In-Person Poster presentation / poster accept
Interaction-Based Disentanglement of Entities for Object-Centric World Models
Akihiro Nakano · Masahiro Suzuki · Yutaka Matsuo
Keywords: [ Generative models ] [ probabilistic deep learning ] [ physics prediction ] [ VAEs ] [ World Models ] [ variational autoencoders ] [ structured models ] [ self-supervised learning ] [ video prediction ] [ model-based reinforcement learning ] [ unsupervised ] [ planning ] [ object-oriented ] [ object-centric ]
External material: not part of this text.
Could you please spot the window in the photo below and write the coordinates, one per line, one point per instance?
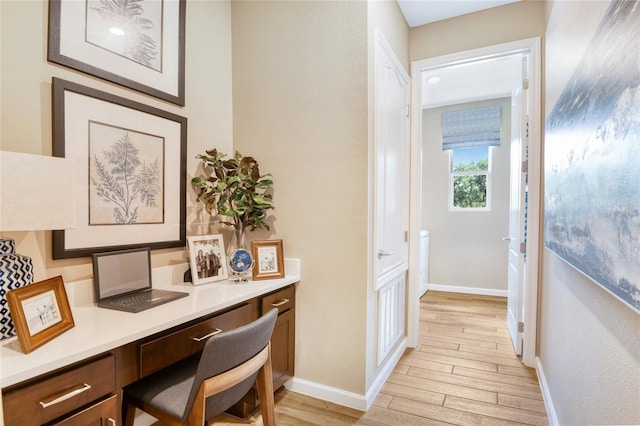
(469, 135)
(470, 177)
Perceiving the world compositionally in terms of space and time is essential to understanding object dynamics and solving downstream tasks. Object-centric learning using generative models has improved in its ability to learn distinct representations of individual objects and predict their interactions, and how to utilize the learned representations to solve untrained, downstream tasks is a focal question. However, as models struggle to predict object interactions and track the objects accurately, especially for unseen configurations, using object-centric representations in downstream tasks is still a challenge. This paper proposes STEDIE, a new model that disentangles object representations, based on interactions, into interaction-relevant relational features and interaction-irrelevant global features without supervision. Empirical evaluation shows that the proposed model factorizes global features, unaffected by interactions from relational features that are necessary to predict outcome of interactions. We also show that STEDIE achieves better performance in planning tasks and understanding causal relationships. In both tasks, our model not only achieves better performance in terms of reconstruction ability but also utilizes the disentangled representations to solve the tasks in a structured manner.